Umweltschutz- und Wohlfahrtsverbände kritisierten den Straßburger Entscheid scharf. „Ein kohlrabenschwarzer Tag für den Klimaschutz“ urteilte Brot für die Welt. Wirtschaftsverbände auf europäischer und deutscher Ebene waren hingegen voll des Lobes. „Das Parlament hat heute kurzsichtigen Markteingriffen eine Absage erteilt“, erklärte der Zusammenschluss der Energieintensiven Industrien in Deutschland (EID). Die Klimaziele der EU würden auch so erreicht.
Der Zertifikate-Handel (EHS) gilt als Königsinstrument der europäischen Klimapolitik – mit den Markt-Methoden von Angebot und Nachfrage soll der Umgang mit Energie von umweltschädlichen Risiken und Nebenwirkungen möglichst weitgehend gereinigt werden. Das Prinzip ist einfach: Wer die Gemeinschaft belastet, indem er Kohlendioxid in die Luft bläst, dem stellt die Gemeinschaft dafür eine Rechnung aus. Je höher der CO2-Ausstoß, desto teurer wird es. Wer umsteigt auf Wind-, Sonne oder Wasserkraft, spart Geld. Das Instrument funktioniert indes nur, wenn der Preis für die Zertifikate stimmt, so dass Investitionen in klimaschonende Technik sich lohnen. Doch die Lizenzen zum Verschmutzen kosten statt der angepeilten 20 bis 30 Euro pro Tonne CO2 nur noch vier bis fünf Euro.
Zertifikate-Schwemme
Das hat zwei wesentliche Gründe: Die Mitgliedstaaten haben großzügig von der Möglichkeit Gebrauch gemacht, ihren Unternehmen kostenlose Verschmutzungsrechte zuzuteilen.
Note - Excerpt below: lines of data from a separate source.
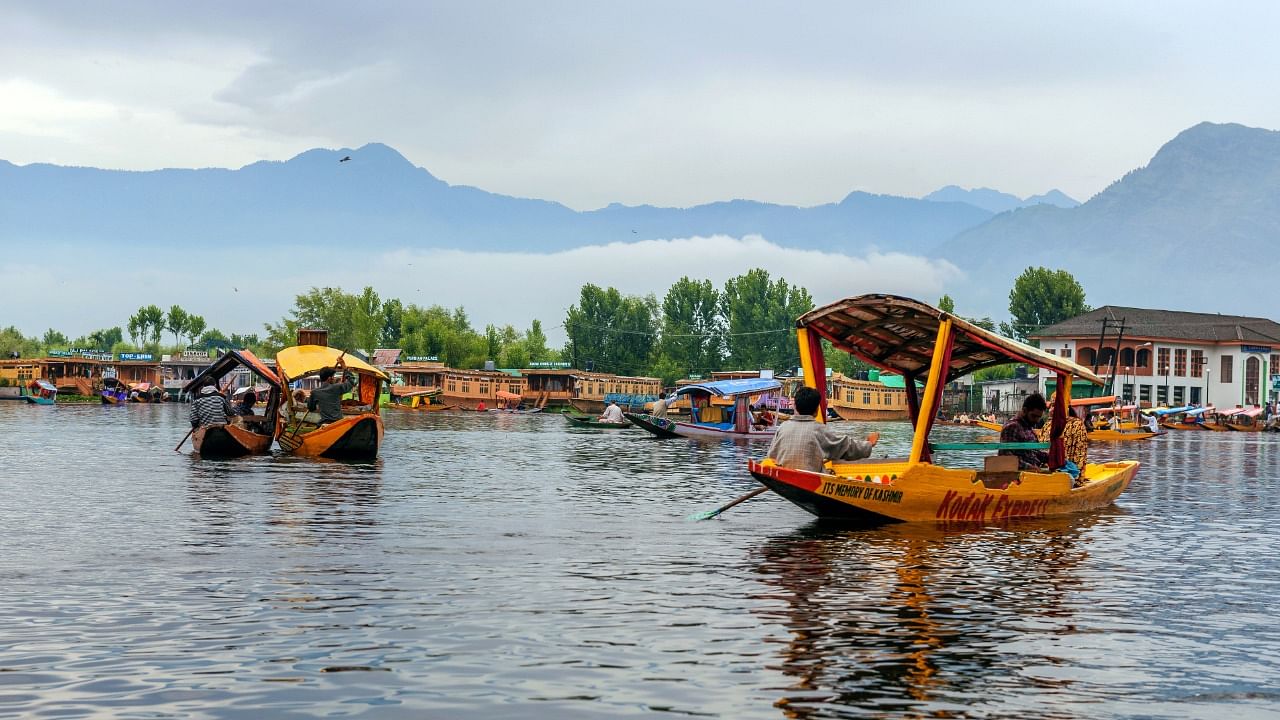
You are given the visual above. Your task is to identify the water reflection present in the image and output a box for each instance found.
[753,512,1110,717]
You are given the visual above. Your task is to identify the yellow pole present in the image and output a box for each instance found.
[796,328,827,423]
[908,318,951,462]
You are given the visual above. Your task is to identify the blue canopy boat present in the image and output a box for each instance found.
[626,378,782,439]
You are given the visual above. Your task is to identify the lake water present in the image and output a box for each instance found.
[0,404,1280,719]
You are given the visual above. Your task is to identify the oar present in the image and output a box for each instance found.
[689,486,769,520]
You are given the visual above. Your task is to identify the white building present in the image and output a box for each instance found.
[1030,305,1280,407]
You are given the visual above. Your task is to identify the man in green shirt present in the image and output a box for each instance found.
[307,357,356,425]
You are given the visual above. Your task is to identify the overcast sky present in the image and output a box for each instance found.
[0,0,1280,209]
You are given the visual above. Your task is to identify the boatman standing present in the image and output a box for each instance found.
[191,380,233,429]
[307,357,356,425]
[768,387,879,473]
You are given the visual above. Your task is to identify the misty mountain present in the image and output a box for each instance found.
[0,143,991,252]
[923,184,1079,213]
[938,123,1280,313]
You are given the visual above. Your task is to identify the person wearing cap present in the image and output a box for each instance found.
[307,357,356,425]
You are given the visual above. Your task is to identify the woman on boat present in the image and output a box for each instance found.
[767,387,879,473]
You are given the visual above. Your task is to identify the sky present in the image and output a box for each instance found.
[0,0,1280,341]
[10,0,1280,209]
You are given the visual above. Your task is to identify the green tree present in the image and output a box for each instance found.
[183,315,207,345]
[655,277,724,380]
[721,268,813,370]
[137,305,164,343]
[1005,268,1089,340]
[164,305,191,345]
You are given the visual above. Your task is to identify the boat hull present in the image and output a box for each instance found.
[748,460,1138,525]
[279,413,383,460]
[1089,430,1164,442]
[191,424,271,457]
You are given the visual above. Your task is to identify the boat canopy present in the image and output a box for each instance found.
[182,350,280,392]
[275,345,387,380]
[676,378,782,397]
[796,295,1102,384]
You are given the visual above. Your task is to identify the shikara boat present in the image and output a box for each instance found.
[623,378,782,439]
[182,350,282,457]
[1226,407,1262,433]
[99,378,129,405]
[275,345,387,460]
[384,388,457,413]
[564,413,635,430]
[748,295,1138,524]
[18,378,58,405]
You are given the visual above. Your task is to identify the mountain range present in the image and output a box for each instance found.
[0,123,1280,315]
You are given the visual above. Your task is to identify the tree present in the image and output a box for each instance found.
[186,315,207,345]
[1006,268,1089,340]
[164,305,191,345]
[137,305,164,343]
[721,268,813,370]
[657,277,724,379]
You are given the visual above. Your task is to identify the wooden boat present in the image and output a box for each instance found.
[383,388,457,413]
[623,378,782,439]
[275,345,387,460]
[622,413,680,438]
[564,413,635,430]
[182,350,283,457]
[748,295,1138,524]
[1225,407,1262,433]
[99,378,129,405]
[18,378,58,405]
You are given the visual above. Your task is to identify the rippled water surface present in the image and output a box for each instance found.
[0,404,1280,719]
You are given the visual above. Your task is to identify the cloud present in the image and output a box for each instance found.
[0,236,961,343]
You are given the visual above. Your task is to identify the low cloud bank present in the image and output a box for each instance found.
[0,236,963,345]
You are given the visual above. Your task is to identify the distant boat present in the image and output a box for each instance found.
[626,378,782,439]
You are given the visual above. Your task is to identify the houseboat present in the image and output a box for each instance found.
[748,295,1138,525]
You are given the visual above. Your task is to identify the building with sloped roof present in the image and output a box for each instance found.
[1030,305,1280,407]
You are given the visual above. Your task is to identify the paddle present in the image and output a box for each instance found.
[689,487,769,520]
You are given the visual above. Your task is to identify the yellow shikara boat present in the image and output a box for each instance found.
[275,345,387,460]
[749,295,1138,524]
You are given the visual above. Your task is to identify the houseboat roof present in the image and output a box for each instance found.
[275,345,387,380]
[182,350,280,392]
[676,378,782,397]
[796,293,1102,384]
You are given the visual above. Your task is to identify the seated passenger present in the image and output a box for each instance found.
[1000,392,1048,470]
[767,387,879,473]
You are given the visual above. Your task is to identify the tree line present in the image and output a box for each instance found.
[0,268,1089,383]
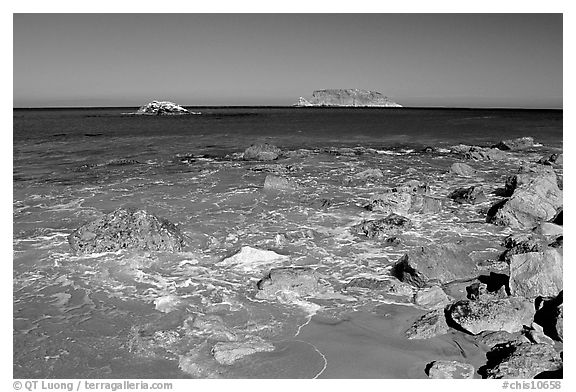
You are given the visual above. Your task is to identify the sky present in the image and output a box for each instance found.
[13,14,563,108]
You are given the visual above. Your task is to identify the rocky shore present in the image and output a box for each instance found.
[68,137,563,378]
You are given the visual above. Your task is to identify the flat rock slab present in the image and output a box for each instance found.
[212,340,274,365]
[480,343,562,378]
[68,208,185,253]
[391,244,477,287]
[509,249,563,298]
[447,297,536,335]
[427,361,475,379]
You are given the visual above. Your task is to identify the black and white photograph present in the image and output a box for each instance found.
[9,4,564,384]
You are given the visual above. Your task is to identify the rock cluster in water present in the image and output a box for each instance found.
[295,89,402,107]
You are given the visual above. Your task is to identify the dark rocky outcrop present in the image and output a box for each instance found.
[405,309,450,339]
[447,297,536,335]
[448,186,488,204]
[426,361,475,379]
[243,143,282,161]
[68,208,185,253]
[478,343,562,378]
[492,136,534,151]
[295,89,401,107]
[351,214,412,239]
[391,244,477,287]
[509,248,563,298]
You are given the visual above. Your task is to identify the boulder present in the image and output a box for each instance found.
[450,162,477,177]
[264,174,300,192]
[243,143,282,161]
[405,309,450,339]
[509,249,563,298]
[351,213,412,239]
[408,194,444,214]
[391,244,477,287]
[486,167,562,228]
[256,267,326,299]
[68,208,185,253]
[492,136,534,151]
[342,169,384,185]
[212,338,274,366]
[426,361,475,379]
[448,186,488,204]
[447,297,535,335]
[216,246,289,271]
[414,286,450,309]
[478,343,562,379]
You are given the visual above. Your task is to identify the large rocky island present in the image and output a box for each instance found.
[294,89,402,107]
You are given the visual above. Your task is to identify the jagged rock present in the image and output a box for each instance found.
[493,136,534,151]
[264,174,300,192]
[68,208,185,253]
[243,143,282,161]
[534,291,564,341]
[447,297,535,335]
[391,244,477,287]
[216,246,289,271]
[426,361,475,379]
[406,309,449,339]
[476,331,529,347]
[256,267,327,299]
[509,249,563,298]
[414,286,450,309]
[212,338,274,365]
[479,343,562,378]
[351,214,412,239]
[408,194,444,214]
[296,89,402,107]
[342,169,384,185]
[533,222,563,238]
[448,186,488,204]
[134,101,192,116]
[450,162,477,177]
[344,277,413,296]
[486,166,562,228]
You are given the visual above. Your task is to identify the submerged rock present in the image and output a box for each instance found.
[212,339,274,365]
[243,143,282,161]
[447,297,535,335]
[256,267,327,299]
[493,136,534,151]
[68,208,185,253]
[391,244,477,287]
[217,246,289,271]
[296,89,402,107]
[510,249,563,298]
[479,343,562,378]
[351,214,412,239]
[134,101,192,116]
[448,186,488,204]
[426,361,475,379]
[450,162,477,177]
[406,309,450,339]
[264,174,300,192]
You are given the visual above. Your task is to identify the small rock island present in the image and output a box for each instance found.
[294,89,402,108]
[124,101,201,116]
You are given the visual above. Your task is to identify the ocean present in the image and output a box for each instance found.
[13,107,563,378]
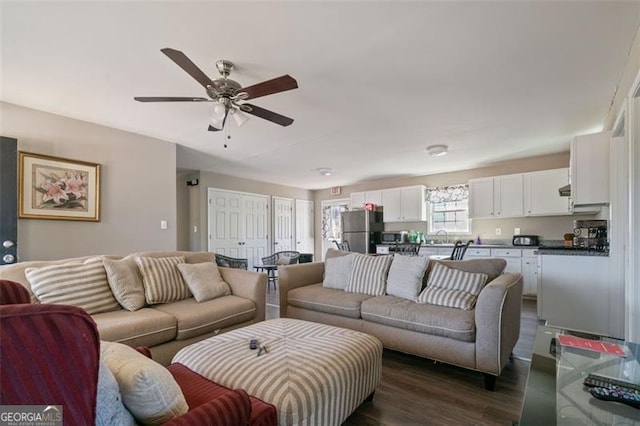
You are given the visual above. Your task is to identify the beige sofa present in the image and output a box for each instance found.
[0,251,267,365]
[278,253,522,390]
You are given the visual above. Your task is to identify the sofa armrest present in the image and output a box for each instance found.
[278,262,324,318]
[218,267,267,322]
[165,389,251,426]
[475,273,522,376]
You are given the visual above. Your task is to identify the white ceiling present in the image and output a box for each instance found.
[0,1,640,189]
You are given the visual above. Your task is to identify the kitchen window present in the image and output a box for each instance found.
[427,185,471,234]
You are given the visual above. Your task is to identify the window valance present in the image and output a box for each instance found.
[427,184,469,203]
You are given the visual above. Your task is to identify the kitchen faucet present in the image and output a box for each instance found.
[436,229,449,244]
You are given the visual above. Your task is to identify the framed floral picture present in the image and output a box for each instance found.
[18,151,100,222]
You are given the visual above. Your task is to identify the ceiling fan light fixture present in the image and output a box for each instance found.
[209,103,227,129]
[231,108,249,127]
[427,145,449,157]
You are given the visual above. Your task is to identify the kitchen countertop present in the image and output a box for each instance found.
[538,246,609,257]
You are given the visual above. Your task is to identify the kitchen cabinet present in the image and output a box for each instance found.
[522,249,538,296]
[538,254,622,337]
[469,174,524,218]
[351,191,382,209]
[570,132,611,207]
[382,185,427,222]
[523,167,571,216]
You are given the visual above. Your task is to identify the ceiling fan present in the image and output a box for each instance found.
[133,47,298,132]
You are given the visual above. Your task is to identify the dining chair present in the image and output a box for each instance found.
[394,243,421,256]
[449,240,473,260]
[262,250,300,290]
[333,240,351,251]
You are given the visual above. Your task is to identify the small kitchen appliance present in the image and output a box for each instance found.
[511,235,540,246]
[382,231,408,244]
[573,220,609,251]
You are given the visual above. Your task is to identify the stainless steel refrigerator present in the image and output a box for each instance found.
[341,209,384,254]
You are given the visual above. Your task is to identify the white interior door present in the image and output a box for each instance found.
[208,188,269,269]
[208,189,244,257]
[296,200,315,253]
[273,197,295,253]
[242,195,269,268]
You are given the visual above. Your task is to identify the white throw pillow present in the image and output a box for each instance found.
[25,257,121,314]
[417,263,488,310]
[177,262,231,302]
[100,341,189,425]
[136,256,191,305]
[387,255,429,300]
[322,253,356,290]
[95,360,135,426]
[345,253,393,296]
[102,258,146,311]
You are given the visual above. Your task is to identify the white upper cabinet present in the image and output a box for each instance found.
[382,185,427,222]
[523,167,571,216]
[351,191,382,209]
[469,174,524,218]
[570,132,611,206]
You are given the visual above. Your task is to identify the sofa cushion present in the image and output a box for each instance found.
[418,264,487,310]
[287,284,372,318]
[96,360,135,426]
[177,262,231,302]
[25,257,121,314]
[100,341,189,425]
[102,257,146,311]
[92,308,177,346]
[362,296,476,342]
[387,255,429,300]
[322,253,356,290]
[154,295,256,340]
[345,253,393,296]
[135,256,191,305]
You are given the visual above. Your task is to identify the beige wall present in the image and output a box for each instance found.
[186,171,313,250]
[315,152,593,253]
[0,102,177,260]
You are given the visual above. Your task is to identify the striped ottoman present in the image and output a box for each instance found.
[173,318,382,425]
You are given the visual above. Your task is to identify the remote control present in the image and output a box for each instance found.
[584,374,640,393]
[589,387,640,409]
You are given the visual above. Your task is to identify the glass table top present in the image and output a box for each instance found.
[520,326,640,426]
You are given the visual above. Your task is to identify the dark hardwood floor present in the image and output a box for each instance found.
[267,282,538,426]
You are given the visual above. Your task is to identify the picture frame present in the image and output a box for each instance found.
[18,151,100,222]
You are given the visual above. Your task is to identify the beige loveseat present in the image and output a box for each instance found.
[278,251,522,390]
[0,251,267,365]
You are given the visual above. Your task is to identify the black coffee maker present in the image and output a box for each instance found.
[573,220,609,251]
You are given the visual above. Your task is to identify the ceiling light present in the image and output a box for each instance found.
[209,103,227,129]
[231,108,249,127]
[427,145,449,157]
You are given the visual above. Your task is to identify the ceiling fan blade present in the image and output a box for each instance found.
[237,74,298,99]
[133,96,209,102]
[242,104,293,126]
[160,47,215,89]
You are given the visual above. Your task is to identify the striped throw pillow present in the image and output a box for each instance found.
[417,263,488,310]
[344,253,393,296]
[25,258,121,314]
[136,256,191,305]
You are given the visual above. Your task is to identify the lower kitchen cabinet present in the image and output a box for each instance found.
[538,254,621,337]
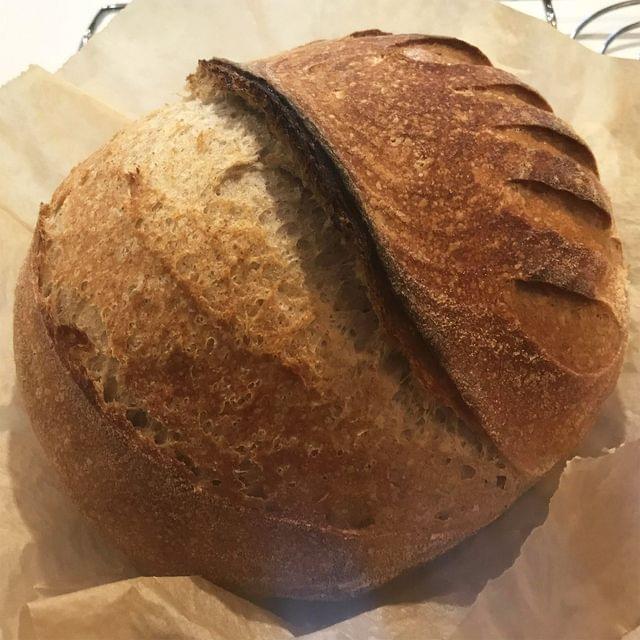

Die Zertifikate-Schwemme wird verschärft durch Rezessionseffekte, weil die Wirtschaftskrise auf die Produktion und damit den Energieverbrauch drückt.
Klimaschützer warnen, die Krise des EHS stelle die ehrgeizigen EU-Ziele in Frage, den Kontinent auf klimaschonendes Leben und Wirtschaften umzupolen und gefährde Deutschlands politisches Großprojekt Nummer eins, die Energiewende.